Crime Wave

With the sports section of the StarTribune filled with hunting stories these days I was reminded of my favorite police report from the annual reports of the Minneapolis park board.

This moose was shot nowhere near Minneapolis to my knowledge. It’s one of many hunting photos from the Minnesota Historical Society  collection from the time period.

C. S. Barnard, Sergeant in Command, included these comments in the annual report of 1913:

“The football and hunting season necessitates the special service of five officers most of the time, namely two at Glenwood Park and one at Lake Nokomis to watch hunters, one officer during football season at North Commons and one at Longfellow Field…We have 30 guns in storage which have been taken from hunters shooting on park property and have returned as many more to the owners.”

Those five additional officers were significant in a day when the full-time park police force was only 17 men.

His comments on another aspect of his work is noteworthy given recent tribulations over “off-leash recreation areas” in Minneapolis parks.

“We have picked up and sent to the dog shelter 44 dogs which have been running at large in our most important parks.”

Barnard also categorizes all 309 arrests made during the year by park police.

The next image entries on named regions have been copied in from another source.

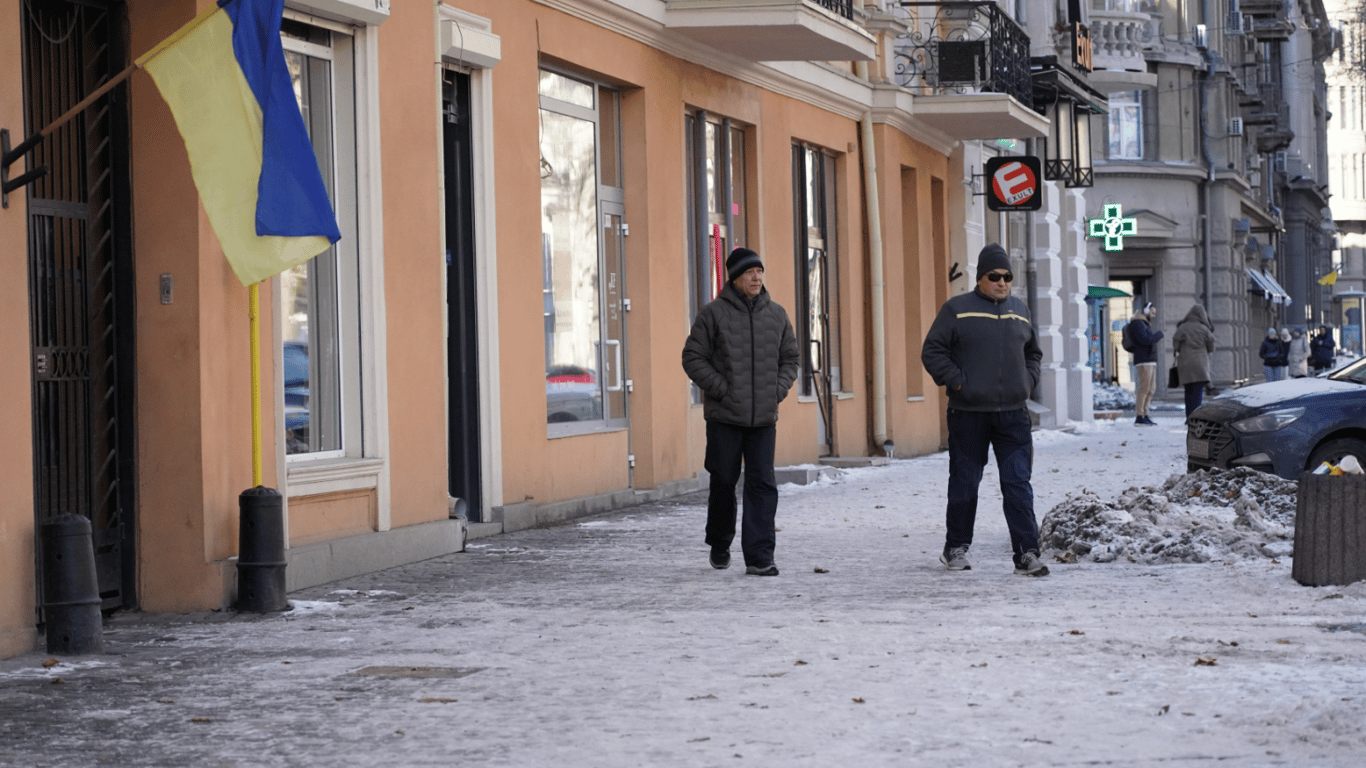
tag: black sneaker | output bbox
[1015,549,1048,575]
[706,547,731,571]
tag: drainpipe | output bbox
[854,61,893,456]
[1199,0,1214,311]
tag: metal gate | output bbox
[19,0,135,609]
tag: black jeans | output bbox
[944,409,1038,563]
[705,421,777,567]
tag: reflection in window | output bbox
[277,19,346,454]
[1109,90,1143,160]
[540,71,626,433]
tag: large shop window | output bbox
[540,70,627,437]
[792,143,841,396]
[683,111,753,317]
[277,18,361,458]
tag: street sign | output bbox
[985,156,1044,210]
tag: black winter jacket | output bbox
[921,288,1044,411]
[1127,312,1162,365]
[683,286,800,426]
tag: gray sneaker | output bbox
[1015,549,1048,575]
[940,547,973,571]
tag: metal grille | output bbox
[23,0,131,608]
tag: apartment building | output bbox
[0,0,1106,655]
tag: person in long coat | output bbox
[1172,305,1214,418]
[1287,328,1309,379]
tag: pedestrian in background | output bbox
[1257,328,1280,381]
[1309,325,1336,374]
[1276,328,1290,381]
[683,247,800,575]
[1124,302,1162,426]
[1287,328,1309,379]
[1172,305,1218,418]
[921,243,1048,577]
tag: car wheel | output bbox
[1305,437,1366,471]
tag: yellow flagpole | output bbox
[247,283,265,488]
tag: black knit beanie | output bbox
[977,243,1011,280]
[725,247,764,283]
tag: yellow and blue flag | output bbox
[137,0,342,286]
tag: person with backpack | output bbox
[1121,302,1162,426]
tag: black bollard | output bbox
[238,485,290,614]
[40,514,104,653]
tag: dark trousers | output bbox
[1186,381,1209,417]
[705,421,777,566]
[944,409,1038,562]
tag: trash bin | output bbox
[1291,473,1366,586]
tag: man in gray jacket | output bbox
[921,243,1048,577]
[683,247,800,575]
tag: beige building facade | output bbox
[0,0,1090,655]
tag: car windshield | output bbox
[1328,358,1366,384]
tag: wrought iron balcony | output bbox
[893,1,1033,104]
[1238,0,1288,16]
[893,1,1048,139]
[664,0,877,61]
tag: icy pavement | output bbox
[0,414,1366,768]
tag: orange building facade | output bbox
[0,0,1044,656]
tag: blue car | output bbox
[1186,358,1366,480]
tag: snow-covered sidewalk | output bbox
[0,414,1366,768]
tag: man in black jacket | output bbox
[1124,302,1162,426]
[683,247,800,575]
[921,243,1048,577]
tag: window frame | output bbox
[270,8,391,519]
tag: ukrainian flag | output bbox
[137,0,342,286]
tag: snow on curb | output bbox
[1040,467,1298,564]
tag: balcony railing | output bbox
[893,1,1034,104]
[1091,11,1157,72]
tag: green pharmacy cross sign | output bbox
[1087,202,1138,250]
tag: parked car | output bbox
[1186,359,1366,480]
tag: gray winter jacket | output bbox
[683,286,800,426]
[1172,305,1214,385]
[921,288,1044,411]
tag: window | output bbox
[792,143,840,398]
[684,111,749,317]
[276,18,361,458]
[1109,90,1143,160]
[540,70,626,436]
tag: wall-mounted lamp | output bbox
[1044,98,1076,186]
[1067,109,1096,187]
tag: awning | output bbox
[1246,266,1290,306]
[1086,286,1131,299]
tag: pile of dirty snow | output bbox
[1040,459,1296,563]
[1091,381,1134,411]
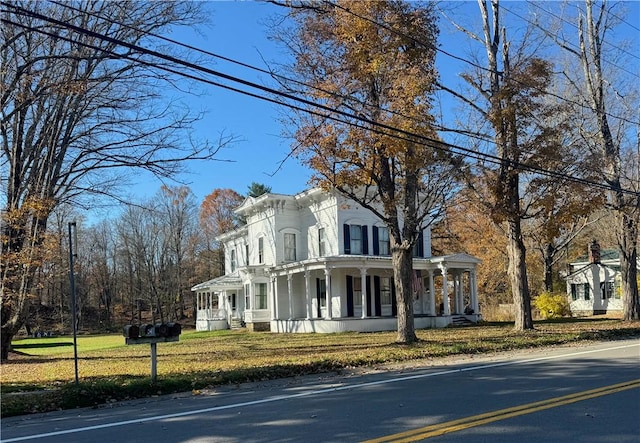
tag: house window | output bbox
[353,277,362,306]
[231,249,236,272]
[571,283,591,300]
[256,283,267,309]
[600,281,615,300]
[343,224,369,255]
[378,227,391,255]
[413,231,424,257]
[380,277,391,305]
[318,228,326,257]
[583,283,591,300]
[318,279,327,308]
[284,234,296,261]
[349,225,362,254]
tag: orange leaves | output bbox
[200,189,244,241]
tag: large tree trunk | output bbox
[391,247,418,343]
[507,218,533,331]
[544,244,555,293]
[618,211,640,320]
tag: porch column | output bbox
[287,274,293,320]
[324,268,333,320]
[304,269,311,320]
[439,263,451,316]
[360,268,367,318]
[271,277,278,320]
[429,270,437,315]
[454,271,464,314]
[469,269,480,314]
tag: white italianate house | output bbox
[566,240,623,316]
[192,189,481,333]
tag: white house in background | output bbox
[567,240,623,316]
[192,189,480,332]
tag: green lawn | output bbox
[2,319,640,415]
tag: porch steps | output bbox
[451,315,474,326]
[229,318,246,329]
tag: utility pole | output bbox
[69,222,78,386]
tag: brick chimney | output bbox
[589,239,600,264]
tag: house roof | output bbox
[571,249,620,265]
[191,274,242,291]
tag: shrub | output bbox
[533,292,571,318]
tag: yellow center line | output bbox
[363,379,640,443]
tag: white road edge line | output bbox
[0,343,640,443]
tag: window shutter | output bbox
[342,224,351,254]
[391,279,398,317]
[362,225,369,255]
[373,275,382,316]
[371,226,380,255]
[347,275,353,317]
[417,231,424,257]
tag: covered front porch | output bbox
[269,254,481,333]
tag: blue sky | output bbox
[126,1,640,208]
[132,1,310,201]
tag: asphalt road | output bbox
[0,340,640,443]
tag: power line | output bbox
[1,2,640,196]
[50,0,640,167]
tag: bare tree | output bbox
[275,1,455,343]
[556,0,640,320]
[0,0,224,360]
[440,0,565,330]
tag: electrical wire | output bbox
[0,2,640,196]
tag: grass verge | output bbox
[1,319,640,417]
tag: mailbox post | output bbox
[122,323,182,383]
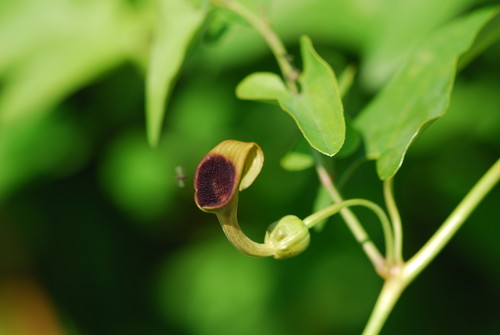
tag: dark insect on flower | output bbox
[175,165,187,188]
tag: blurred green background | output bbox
[0,0,500,335]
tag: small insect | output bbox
[175,165,187,188]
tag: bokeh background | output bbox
[0,0,500,335]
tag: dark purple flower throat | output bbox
[195,154,236,207]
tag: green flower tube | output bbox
[194,140,309,259]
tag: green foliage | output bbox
[236,37,345,156]
[356,9,498,180]
[0,0,500,335]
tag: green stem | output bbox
[212,0,298,93]
[303,199,393,259]
[384,178,403,264]
[404,159,500,281]
[216,195,274,257]
[363,159,500,335]
[316,163,387,277]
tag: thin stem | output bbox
[212,0,298,93]
[316,163,387,277]
[362,277,406,335]
[216,196,274,257]
[384,178,403,264]
[404,159,500,281]
[303,199,393,259]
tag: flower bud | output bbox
[265,215,310,259]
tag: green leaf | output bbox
[236,36,345,156]
[280,138,314,171]
[356,9,498,180]
[236,72,288,101]
[146,0,206,146]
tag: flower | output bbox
[194,140,309,259]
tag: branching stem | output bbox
[212,0,298,93]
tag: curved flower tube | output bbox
[194,140,309,259]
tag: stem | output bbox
[384,178,403,264]
[216,196,274,257]
[362,276,407,335]
[405,159,500,281]
[212,0,298,93]
[363,159,500,335]
[316,163,387,277]
[303,199,393,259]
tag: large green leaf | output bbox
[356,9,498,180]
[236,36,345,156]
[146,0,206,145]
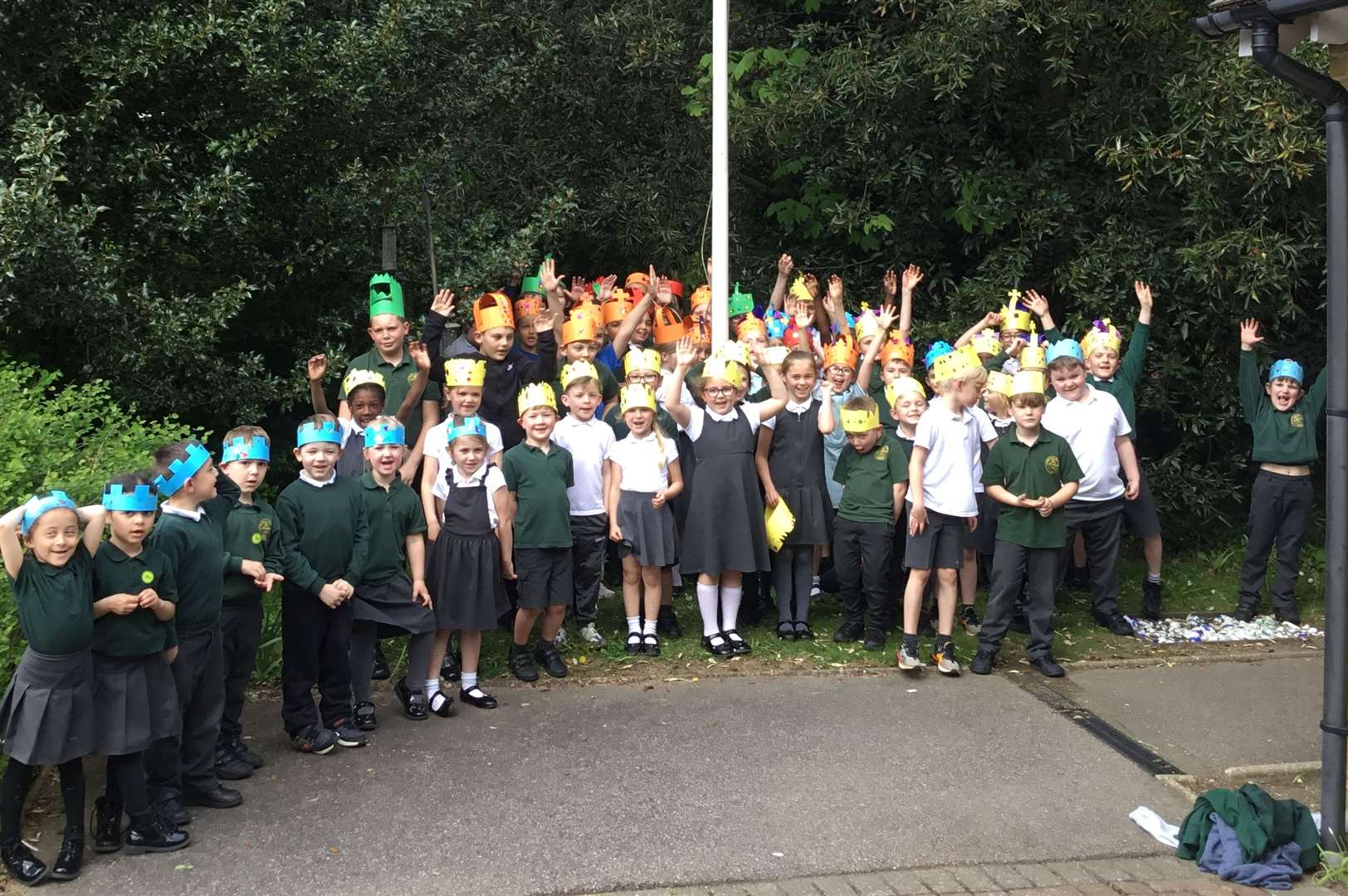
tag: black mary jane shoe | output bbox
[725,628,754,656]
[0,840,51,887]
[426,691,454,718]
[702,632,735,656]
[51,827,84,880]
[458,684,497,709]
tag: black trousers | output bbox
[572,514,608,626]
[979,539,1063,659]
[1057,497,1123,618]
[220,601,261,743]
[145,626,225,803]
[833,516,894,633]
[1240,470,1314,611]
[281,587,352,734]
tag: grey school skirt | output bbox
[93,650,182,756]
[0,647,95,765]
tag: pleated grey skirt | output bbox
[618,490,678,567]
[93,652,182,756]
[0,647,95,765]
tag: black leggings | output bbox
[104,752,149,816]
[0,758,84,846]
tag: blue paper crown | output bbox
[220,436,271,464]
[155,439,210,497]
[1045,339,1087,363]
[922,341,955,367]
[19,492,77,535]
[102,482,159,514]
[1268,358,1306,384]
[445,416,486,445]
[365,423,407,447]
[295,421,341,447]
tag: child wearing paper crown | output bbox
[819,395,909,650]
[216,426,285,780]
[426,416,515,717]
[0,492,104,885]
[969,371,1081,678]
[89,475,193,857]
[145,441,242,825]
[553,361,615,650]
[754,352,833,641]
[666,337,786,656]
[501,382,575,682]
[276,414,369,756]
[1232,318,1329,626]
[350,416,436,732]
[605,379,683,656]
[1042,339,1138,635]
[423,290,557,449]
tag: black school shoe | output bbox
[51,827,84,880]
[508,644,538,682]
[0,838,50,887]
[534,643,569,678]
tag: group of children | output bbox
[0,262,1325,884]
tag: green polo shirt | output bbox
[337,348,439,446]
[1240,352,1329,466]
[983,426,1081,548]
[833,432,909,523]
[360,473,426,585]
[501,442,575,547]
[13,542,93,655]
[91,542,178,656]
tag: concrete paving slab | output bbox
[52,675,1186,896]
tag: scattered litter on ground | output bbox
[1127,615,1324,644]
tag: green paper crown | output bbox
[369,274,407,318]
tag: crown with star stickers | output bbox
[515,382,557,416]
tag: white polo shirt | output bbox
[553,414,615,516]
[909,397,981,518]
[608,431,678,492]
[1041,385,1132,501]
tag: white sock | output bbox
[697,582,721,637]
[721,587,744,632]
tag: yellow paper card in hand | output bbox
[763,499,795,551]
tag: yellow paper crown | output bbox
[445,358,486,388]
[988,371,1011,397]
[518,382,557,416]
[341,371,388,395]
[561,361,598,392]
[974,330,1002,354]
[473,292,515,333]
[1011,371,1046,395]
[702,358,744,389]
[884,376,926,407]
[1081,318,1121,354]
[838,408,880,432]
[618,382,655,414]
[623,349,661,376]
[931,345,983,382]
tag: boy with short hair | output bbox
[145,439,242,826]
[969,371,1081,678]
[1042,339,1138,635]
[553,361,615,648]
[216,426,285,780]
[276,414,369,756]
[501,382,575,682]
[1232,318,1329,626]
[819,396,909,650]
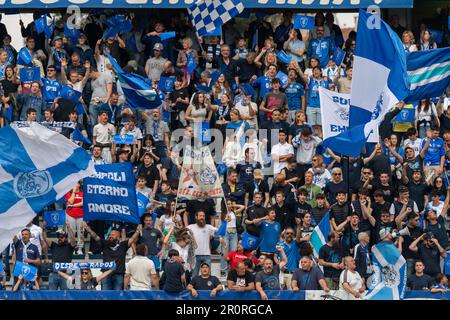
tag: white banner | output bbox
[178,145,224,199]
[319,87,378,143]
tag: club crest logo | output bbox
[13,170,53,198]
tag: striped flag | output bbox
[310,211,331,257]
[407,47,450,102]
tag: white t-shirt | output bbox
[403,138,423,157]
[339,270,363,300]
[271,142,294,176]
[17,224,43,254]
[125,256,156,290]
[188,224,217,256]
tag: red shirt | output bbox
[228,251,258,270]
[65,191,83,219]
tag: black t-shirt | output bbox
[139,228,163,255]
[191,276,220,290]
[319,244,342,278]
[417,243,441,277]
[227,270,255,288]
[163,259,184,293]
[138,163,161,189]
[50,242,74,263]
[98,239,128,274]
[406,274,433,291]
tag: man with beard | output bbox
[42,221,77,290]
[187,210,217,277]
[319,231,344,290]
[255,246,287,300]
[83,222,142,290]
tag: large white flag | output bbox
[178,145,224,199]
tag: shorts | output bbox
[306,106,322,126]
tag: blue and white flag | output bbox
[105,51,162,109]
[158,77,175,93]
[59,84,81,103]
[13,261,37,281]
[53,261,116,271]
[275,71,288,86]
[277,50,292,63]
[83,162,140,224]
[159,31,175,41]
[333,47,345,66]
[310,212,331,257]
[294,14,315,30]
[44,210,66,227]
[19,67,41,82]
[113,134,134,144]
[405,47,450,103]
[350,10,409,128]
[0,122,94,251]
[187,0,244,36]
[186,52,197,74]
[364,242,407,300]
[17,47,33,67]
[136,191,149,217]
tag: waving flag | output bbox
[310,212,331,257]
[0,122,94,250]
[365,242,407,300]
[105,51,162,109]
[406,47,450,102]
[187,0,244,36]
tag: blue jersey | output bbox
[422,138,445,166]
[253,76,273,99]
[308,77,329,108]
[42,78,61,106]
[284,82,305,111]
[278,240,301,272]
[259,221,281,253]
[308,37,334,68]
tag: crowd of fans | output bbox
[0,11,450,299]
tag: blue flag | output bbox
[275,71,288,86]
[159,31,175,41]
[59,84,81,103]
[113,134,134,144]
[34,14,47,34]
[136,191,148,217]
[186,52,197,74]
[365,242,407,300]
[105,51,162,109]
[19,67,41,82]
[294,15,315,30]
[405,47,450,103]
[64,23,81,46]
[310,212,331,257]
[333,47,345,66]
[44,210,66,227]
[13,261,37,281]
[277,50,292,63]
[158,77,175,93]
[392,108,416,123]
[17,47,33,67]
[83,162,140,224]
[72,128,92,144]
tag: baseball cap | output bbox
[153,43,164,51]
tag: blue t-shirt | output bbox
[308,37,334,68]
[259,221,281,253]
[253,76,273,99]
[278,240,301,272]
[422,138,445,166]
[284,82,305,111]
[42,78,61,104]
[308,77,329,108]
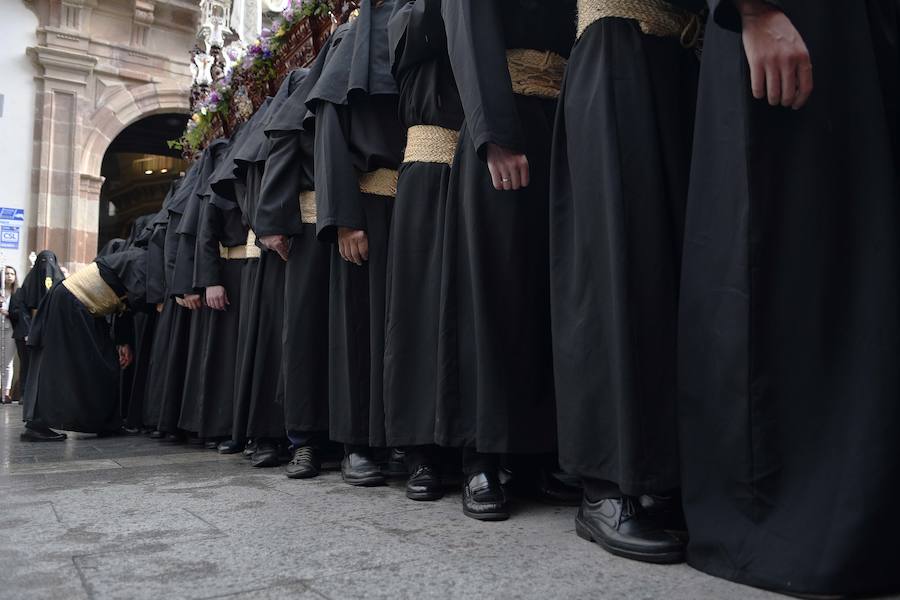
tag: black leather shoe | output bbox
[250,442,281,469]
[406,465,444,502]
[285,446,322,479]
[217,440,244,454]
[640,493,688,541]
[19,427,68,442]
[575,496,684,564]
[341,452,385,487]
[241,440,256,460]
[509,469,584,506]
[462,473,509,521]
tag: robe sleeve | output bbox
[254,132,304,237]
[194,202,223,288]
[163,213,181,296]
[112,311,135,348]
[315,102,366,242]
[441,0,525,158]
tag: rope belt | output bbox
[62,263,125,317]
[578,0,702,48]
[403,125,459,167]
[506,49,566,100]
[359,169,397,198]
[219,229,261,260]
[300,192,318,225]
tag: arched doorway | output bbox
[97,113,187,249]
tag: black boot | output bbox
[285,446,322,479]
[19,422,68,442]
[341,446,386,487]
[575,495,684,564]
[217,440,244,454]
[250,440,281,469]
[462,472,509,521]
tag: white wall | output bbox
[0,0,38,281]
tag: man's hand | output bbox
[338,227,369,267]
[116,344,134,369]
[735,0,813,110]
[180,294,203,310]
[259,235,289,262]
[487,144,530,191]
[206,285,231,310]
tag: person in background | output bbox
[0,265,19,404]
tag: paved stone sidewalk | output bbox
[0,406,777,600]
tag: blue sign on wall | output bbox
[0,207,25,250]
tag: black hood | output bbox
[22,250,65,310]
[306,0,397,112]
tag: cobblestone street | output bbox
[0,406,796,600]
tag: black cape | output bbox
[679,0,900,595]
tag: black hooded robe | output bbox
[436,0,575,454]
[384,0,465,446]
[679,0,900,595]
[307,1,405,447]
[550,2,699,495]
[25,249,146,433]
[256,50,346,441]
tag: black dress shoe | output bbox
[406,465,444,502]
[462,473,509,521]
[575,496,684,564]
[216,440,244,454]
[341,452,385,487]
[285,446,322,479]
[509,469,584,506]
[241,440,256,460]
[19,427,68,442]
[250,442,281,469]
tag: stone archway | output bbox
[30,74,190,268]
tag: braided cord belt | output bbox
[578,0,702,48]
[403,125,459,167]
[506,48,566,100]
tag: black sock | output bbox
[582,478,622,502]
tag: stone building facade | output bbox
[24,0,199,267]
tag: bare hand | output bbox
[117,344,134,369]
[735,0,813,110]
[487,144,531,191]
[259,235,289,262]
[206,285,231,310]
[181,294,203,310]
[338,227,369,266]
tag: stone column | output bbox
[29,46,102,266]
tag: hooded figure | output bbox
[22,249,147,441]
[384,0,465,500]
[306,1,405,485]
[255,36,347,479]
[235,69,307,467]
[10,250,66,427]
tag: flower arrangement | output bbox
[169,0,333,154]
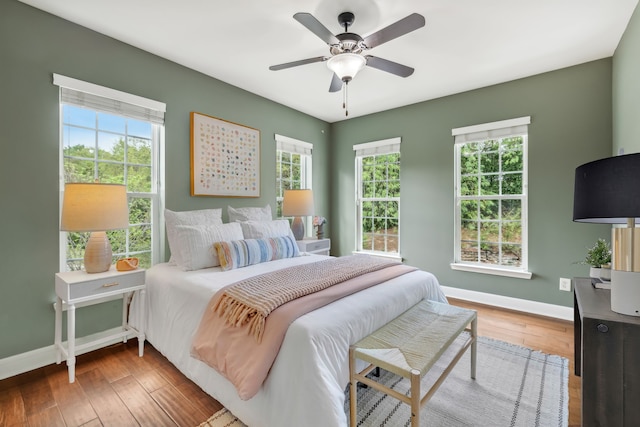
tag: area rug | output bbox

Approximately half were for either intoxication or driving commercial vehicles on parkways. Only three arrests were made for “hitching horses to shade trees.”

Two arrests were made of people “found in parks after 12 midnight.” Parks closed at midnight in those days. That caused a bit of a problem at Lake Harriet, as Barnard wrote:

“The red light on the boat house, installed this year, has been a great help in getting canoeists off the lake by 11:30 p.m., but owing to the large number who stay out past that time, I would suggest that the hour be changed to 11 o’clock in order to enable the parks to be cleared by 12 o’clock.”

A final note on canoes: Eight canoes were stolen from park property in 1913, but Barnard notes with pride “all of which have been recovered except one.”